La commune de Minh Tam compte plus de 8.100 habitants, dont 99 % appartiennent aux minorités ethniques. Depuis le début de l'année 2026, deux classes d'alphabétisation ont été ouvertes dans les hameaux de Lung Oong et Na Noi, accueillant une cinquantaine d'apprenants. Elles sont le fruit d'une coopération étroite entre les établissements scolaires et les autorités locales pour lutter progressivement contre l'analphabétisme dans les zones reculées.

Mme Vi Thi Huong, vice-présidente du Comité populaire de la commune de Minh Tam, souligne : « L'ouverture de ces classes constitue une mission stratégique, indispensable au développement socio-économique local et à l'amélioration des conditions de vie des minorités ethniques. Dans les années à venir, nous continuerons à renforcer les infrastructures, à travailler étroitement avec les établissements scolaires pour maintenir les effectifs et à préparer l'ouverture de nouvelles classes. »

À travers ces salles de classe modestes, les premières lettres continuent d'être semées, de germer et de porter leurs fruits.
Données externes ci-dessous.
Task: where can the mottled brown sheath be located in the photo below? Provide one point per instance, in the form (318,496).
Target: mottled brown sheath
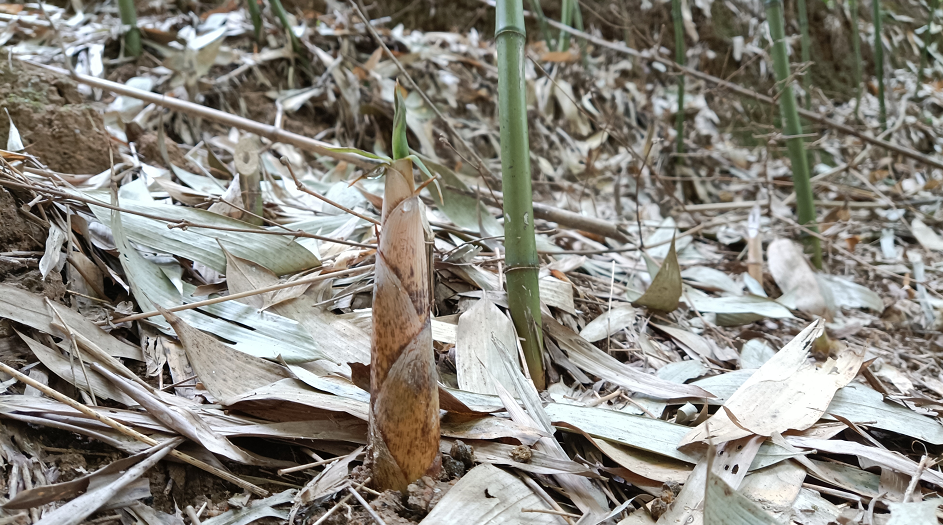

Plus qu'un simple apprentissage de la lecture et de l'écriture, elles ouvrent de nouvelles perspectives, ravivent l'espoir et accompagnent la transformation progressive de toute une région. Elles contribuent également à diffuser la culture de l'apprentissage tout au long de la vie au sein des familles et des villages, permettant à de nouveaux rêves de prendre forme.